# Dressage on my fjords



## Solo (Jul 16, 2008)

Wow. I'm Norwegian so fjords or my horse of choice, so to speak.

However, I have never seen them in the dressage ring so I'd say you did pretty darn well! In my opinion. 

I don't do dressage so I'm not really qualified to say to much so I'll leave it at the "I just stopped by because I saw the word fjord!"

Do you breed fjords as well as arabians?


----------



## DolRaeArabians (Jul 19, 2008)

Well my mom is the arabian gal. She allowed me to pick a breed of my choice to ride. Surprisingly, she got into them and we've bought semen, so yeah, i guess you could say we breed both now. but we dont have as many fjords as arabs, but like i said, it's mainly my thing.


----------



## kitten_Val (Apr 25, 2007)

Ha-ha-ha! They look VERY cute in dressage!


----------



## Solon (May 11, 2008)

Wonderful pics! You guys look great together.


----------



## Angel_Leaguer (Jun 13, 2008)

I WANT!!!!!! I have always wanted a fjord... but i cant quite afford one yet and i would need a place to keep it. I bet they are soo much fun to ride.

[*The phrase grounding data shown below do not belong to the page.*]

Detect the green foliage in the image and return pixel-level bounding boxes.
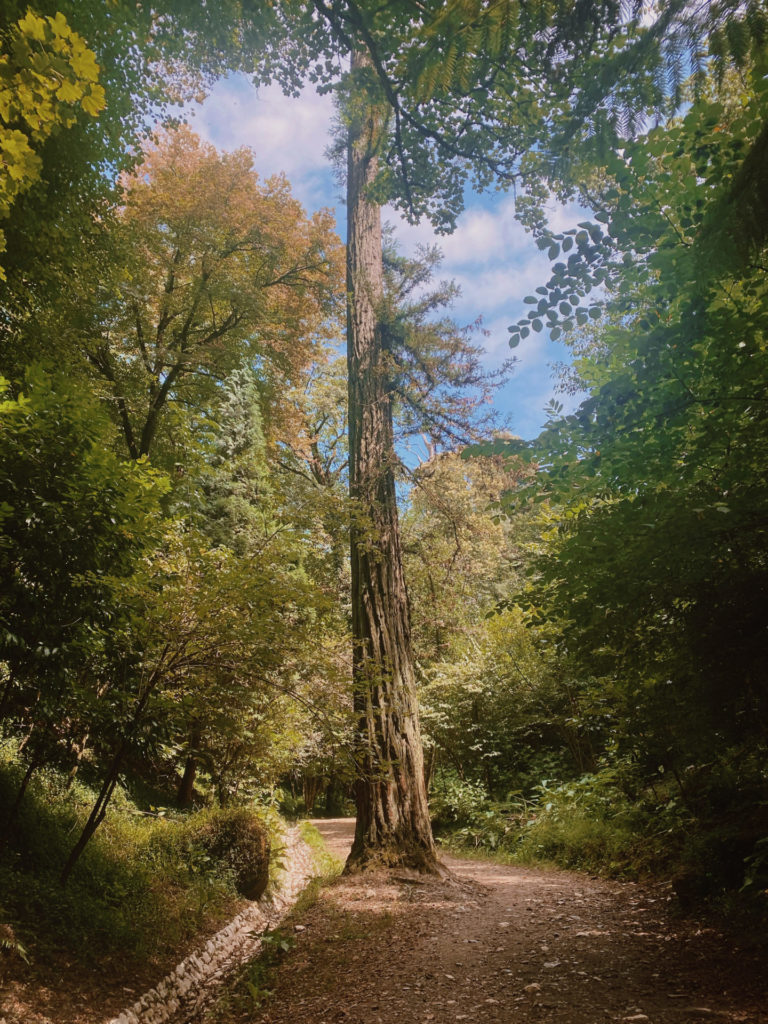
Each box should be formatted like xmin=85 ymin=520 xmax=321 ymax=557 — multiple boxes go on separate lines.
xmin=0 ymin=750 xmax=246 ymax=964
xmin=462 ymin=52 xmax=768 ymax=904
xmin=429 ymin=773 xmax=489 ymax=829
xmin=187 ymin=806 xmax=270 ymax=899
xmin=0 ymin=8 xmax=105 ymax=276
xmin=524 ymin=80 xmax=768 ymax=746
xmin=255 ymin=2 xmax=768 ymax=232
xmin=421 ymin=606 xmax=596 ymax=798
xmin=436 ymin=753 xmax=768 ymax=904
xmin=0 ymin=366 xmax=167 ymax=764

Sorry about my little outburst there... I dont know anything about dressage but you guys look good...lucky duck


----------



## Kirsti Arndt (Jun 23, 2008)

you look fabulous!!!!!!!!!!!!!!i love the fiords, very handsome


----------



## PoptartShop (Jul 25, 2010)

I'm also unable to critique as I don't do dressage, but wow pretty horses.  They look like twins, LOL! :lol:


----------



## mudypony (Jan 30, 2008)

You both look AWESOME!!
I've always wanted a Fjord as long as I can remember. They're just so unique and great all around horses.


----------



## FoxyRoxy1507 (Jul 15, 2008)

you guys look really cute, i like your position but the horses look like they could be up into the bit a little more, i dont know if that's possible since they have such short thick necks but that's the only fault i can see


----------



## FoxyRoxy1507 (Jul 15, 2008)

i forgot to add that u guys are adorable and the horses are BEAUTIFUL!


----------



## threestargirl (Jul 5, 2008)

*Lookin' Good!*

They look pretty good to me, especially for Fjords.


----------



## ally_loves_her_horses (Jul 5, 2008)

wow .. to be completely honest when i read the heading dressage with my fjords i thought woww !! NEVER seen or heard of that before !! but omg that look amazing ..  well donee , just hands up a bit heels down a bit more and sit back a lil bit  

NICEE !!

allyy


----------



## DolRaeArabians (Jul 19, 2008)

thnxx, they are wonderful, easy-going horses. they are becomeing more and more popular in the show ring.
thxx for the advice too!


----------



## girl_on_black_pony (Jul 19, 2008)

Heels down a tad more.
How much do fjords cost?!


----------